Я оставил его говорить, кончил одеваться и ушел, сказав Маргарите запереть мою комнату. Этот несчастный отправился представиться герцогине Фиано, которая его приняла, чтобы посмотреть, что он такое. Он просил ее заступиться за него передо мной и убедить меня помочь ему, и она отправила его прочь, заверив, что поговорит со мной. Я был пристыжен и раздражен тем, что вечером она заговорила со мной об этом. Я умолял ее больше не говорить со мной о нем и даже больше не принимать его. Я коротко проинформировал ее обо всех мерзостях, на которые он был способен, и о том, чего я могу опасаться, и она больше не хотела его слушать. Он ходил позорить меня по всем моим друзьям и даже к аббату Гама, который снял третий этаж напротив церкви Троицы Монти; все мне говорили, что я должен ему помогать или заставить его покинуть Рим, и это меня угнетало. Аббат Черути через десять-двенадцать дней после того, как выехал из моей гостиницы, чтобы снять апартаменты в другом месте, явился ко мне, говоря, что если я не хочу видеть моего брата просящим милостыню, я должен о нем позаботиться; он сказал, что я могу содержать его вне Рима, и что тот готов уехать, если я буду давать ему по три паули в день. Я на это согласился; но аббат Черути придал делу такой оборот, который понравился мне чрезвычайно. Он поговорил с кюре, который был тогда в Риме и который обслуживал церковь монахов-францисканцев. Этот кюре принял его вместе с моим братом и предложил один тестон[2]
в день за то, чтобы тот служил каждый день мессу в его церкви, получая в качестве милостыни тот же тестон и другие доходы, если он будет читать проповеди, что монахи его монастыря любят чрезвычайно. Так что мой брат удалился, и я не старался, чтобы он знал, что эти три паоли в день идут ему от меня. Я передал аббату Черути все свои старые рубашки, чтобы он их ему передал, и старое черное одеяние, и больше не хотел его видеть. Место, куда он направился, было Палестрино — старое Пренесте, где находился знаменитый храм Фортуны. Пока я оставался в Риме, девять экю в месяц передавались ему регулярно, но после моего отъезда он вернулся туда, откуда направился в другой монастырь, где умер скоропостижно тринадцать или четырнадцать лет тому назад. Возможно, он был отравлен.Медини был в Риме в то время, когда и я там был, но мы не виделись. Он жил на улице Урсулинок у папского рейтара и, живя за счет игры, старался обмануть приезжих иностранцев. Ему везло, и он вызвал из Мантуи свою любовницу с ее матерью и другой дочерью, двенадцати-тринадцати лет. Полагая, что будет пользоваться гораздо большими преимуществами, поселившись в меблированных комнатах, он снял прекрасные апартаменты на той же площади Испании, где жил и я, за пять или шесть домов от меня. Я всем этим пренебрег.

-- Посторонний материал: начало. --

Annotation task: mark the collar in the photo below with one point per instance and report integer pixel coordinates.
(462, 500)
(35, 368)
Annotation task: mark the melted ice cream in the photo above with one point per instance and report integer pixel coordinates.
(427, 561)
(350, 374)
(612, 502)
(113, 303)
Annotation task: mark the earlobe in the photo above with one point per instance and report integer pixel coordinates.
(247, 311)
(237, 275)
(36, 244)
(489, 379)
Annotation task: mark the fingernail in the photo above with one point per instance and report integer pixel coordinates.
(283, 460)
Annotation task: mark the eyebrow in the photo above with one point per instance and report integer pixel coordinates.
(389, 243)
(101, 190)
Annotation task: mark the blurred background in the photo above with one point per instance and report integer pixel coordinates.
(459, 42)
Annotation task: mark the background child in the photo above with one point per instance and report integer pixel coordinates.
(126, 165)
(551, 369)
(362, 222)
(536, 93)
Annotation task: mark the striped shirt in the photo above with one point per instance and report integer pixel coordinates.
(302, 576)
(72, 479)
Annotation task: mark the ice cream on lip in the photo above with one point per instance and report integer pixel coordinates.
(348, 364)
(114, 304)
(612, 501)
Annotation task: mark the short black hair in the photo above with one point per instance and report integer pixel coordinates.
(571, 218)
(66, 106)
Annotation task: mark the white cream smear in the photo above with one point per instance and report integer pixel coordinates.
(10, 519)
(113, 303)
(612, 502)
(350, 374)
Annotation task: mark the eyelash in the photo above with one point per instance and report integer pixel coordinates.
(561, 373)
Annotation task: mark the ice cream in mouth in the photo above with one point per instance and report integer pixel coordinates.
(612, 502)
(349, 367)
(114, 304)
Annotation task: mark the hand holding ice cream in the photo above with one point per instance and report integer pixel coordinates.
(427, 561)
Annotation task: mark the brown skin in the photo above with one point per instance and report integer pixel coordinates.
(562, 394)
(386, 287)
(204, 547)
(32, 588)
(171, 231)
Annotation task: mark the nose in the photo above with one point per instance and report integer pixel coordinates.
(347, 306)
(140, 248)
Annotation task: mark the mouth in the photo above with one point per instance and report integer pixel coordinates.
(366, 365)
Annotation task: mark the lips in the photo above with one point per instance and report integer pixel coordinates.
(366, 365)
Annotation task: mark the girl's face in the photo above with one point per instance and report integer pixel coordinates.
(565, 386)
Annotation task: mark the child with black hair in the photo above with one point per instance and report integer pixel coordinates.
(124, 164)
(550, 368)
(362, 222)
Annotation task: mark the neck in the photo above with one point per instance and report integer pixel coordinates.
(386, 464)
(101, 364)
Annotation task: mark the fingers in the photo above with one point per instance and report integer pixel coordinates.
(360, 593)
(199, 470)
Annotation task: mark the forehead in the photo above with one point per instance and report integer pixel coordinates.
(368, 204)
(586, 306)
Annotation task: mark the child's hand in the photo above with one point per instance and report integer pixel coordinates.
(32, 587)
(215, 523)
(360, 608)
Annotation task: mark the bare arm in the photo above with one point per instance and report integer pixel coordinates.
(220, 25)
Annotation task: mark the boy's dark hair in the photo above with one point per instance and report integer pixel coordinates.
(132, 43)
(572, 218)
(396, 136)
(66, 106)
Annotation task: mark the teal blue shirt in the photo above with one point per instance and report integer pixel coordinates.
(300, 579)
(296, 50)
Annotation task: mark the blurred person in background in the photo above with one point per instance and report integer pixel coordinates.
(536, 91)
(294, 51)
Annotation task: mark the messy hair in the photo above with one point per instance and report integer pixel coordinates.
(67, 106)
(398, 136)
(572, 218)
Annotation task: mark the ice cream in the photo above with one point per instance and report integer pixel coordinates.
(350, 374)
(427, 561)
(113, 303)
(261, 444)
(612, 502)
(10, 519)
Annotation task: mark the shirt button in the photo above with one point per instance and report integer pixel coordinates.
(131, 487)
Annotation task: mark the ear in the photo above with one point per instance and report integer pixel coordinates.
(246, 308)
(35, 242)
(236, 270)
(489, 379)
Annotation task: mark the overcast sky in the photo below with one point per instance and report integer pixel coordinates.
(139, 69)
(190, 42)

Когда я пошел обедать в воскресенье к послу Венеции, Е.Св. мне сказал, что я буду обедать с графом де Мануччи, который приезжает из Парижа и который обрадовался, узнав, что я в Риме.
— Думаю, вы его хорошо знаете; не будете ли любезны сказать мне, кто этот граф, которого я должен представлять послезавтра Святому Отцу?
— Я познакомился с ним в Мадриде у посла Мочениго; он прилично выглядит, он скромен, красивый мальчик, вежливый — вот все, что я знаю.
— Был ли он в Мадриде представлен ко двору?
— Полагаю, что да.
— Я так не думаю. Вы не хотите мне сказать все, что знаете, но это неважно. Я ничем не рискую, представляя его папе. Он говорит, что он происходит от того Мануччи, знаменитого путешественника тринадцатого века, и известных печатников Мануччи, которые стяжали себе такую славу в литературе. Он показывал мне в своем гербе, о шестнадцати колен, якорь.
Очень удивленный тем, что этот человек, простерший свою месть до того, что хотел меня убить, говорит обо мне, как близкий друг, я решил затаиться, чтобы увидеть, чем кончится дело. Итак, я увидел, как он появился, и не подал никакого знака своего истинного отношения, и, когда, отдав послу дежурные комплименты, он направился ко мне с выражением, будто готов меня обнять, я встретил его с распростертыми объятиями и спросил у него новости о после. Он много говорил за столом, рассказывая, как бы оказывая мне этим честь, множество выдумок о том, что я делал в Мадриде, радуясь, полагаю, тому, что, выдумывая, он заставляет и меня выдумывать, приглашая, таким образом, поступать так же и относительно него. Я проглотил все эти пилюли, достаточно горькие, не имея возможности поступить иначе, но решившись перейти к более серьезным объяснениям не позднее чем завтра.